This is a meal that every Sindhi child has made faces over at the dinner table while dawdling over their food. But by the time that Sindhi child has grown up into a Sindhi adult, they begin to crave it with an intensity that is only matched by their craving for home.
When I was the Sindhi child making faces at Sai Bhaji — which translates simply to ‘greens’ — no amount of talking up by my mother about how this meal is a nutritional powerhouse mattered to me at all. Now as an adult (and a mother myself) I’m thinking — a delicious, simple-to-make, nutritional-powerhouse meal-in-a-pot! What’s not to like?
Sai Bhaji is a stewed concoction of spinach and other greens, some lentils, with other veggies thrown in. It is eaten with rice and plain yogurt and possibly something fried on the side.
One of the selling points of this dish is that you can throw in basically any vegetable you have lying around in portions that are too small to make a meal themselves. The taste of spinach and dill is strong enough that all these mini-portions will be swallowed, subsumed, absorbed and spat out as part of the Sai Bhaji empire. Thus adding even more nutrition.
Sai Bhaji (spinach-lentils stew)
- One bunch spinach
- Half a bunch fresh dill
- Two tablespoons channa dal, soaked for half an hour at least. This post talks more about channa dal.
- 1 – 2 tablespoons oil
- One small potato chopped
- Half an onion, chopped
- 1 – 4 fresh chilies, jalapeno/serrano/bird’s eye/cayenne
- Half inch slice of ginger root, minced
- One teaspoon coriander powder
- Half a teaspoon turmeric powder
- One teaspoon dry mango powder (aamchur) or substitute with lime/lemon
- One teaspoon salt
- Optional: 1 cup of other chopped vegetables, such as eggplant, zucchini, tomato, carrots, bell peppers, etc.
Have the channa dal soaking in plenty of water for about half an hour. Wash the green thoroughly in a sink full of water a few times. Chop them up roughly including the stems that are not too woody.

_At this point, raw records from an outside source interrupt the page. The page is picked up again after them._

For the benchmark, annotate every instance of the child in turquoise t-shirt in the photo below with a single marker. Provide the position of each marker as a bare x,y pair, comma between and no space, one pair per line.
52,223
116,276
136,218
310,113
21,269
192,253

Now start layering the dish in a thick-bottomed pot with a well-fitting lid. First, the oil. Then, the onions, chili and ginger. Then, the potatoes, and the coriander and turmeric powders. Then about half the greens. Sandwiched between this and the other half of the greens throw in the drained channa dal. After the last of the greens, sprinkle the salt over, cover, and bring to a boil. The water from rinsing the greens should be enough to cook, or add about a quarter cup if it seems dry.
Once it comes to a boil lower to a simmer and let it be, covered, simmering for about 45 to 50 minutes.
When you open the lid, the lentils should be softened and the greens cooked down a lot. Add the dry mango powder or lime/lemon juice, and mash it with a potato masher or the handy-dandy mandheera.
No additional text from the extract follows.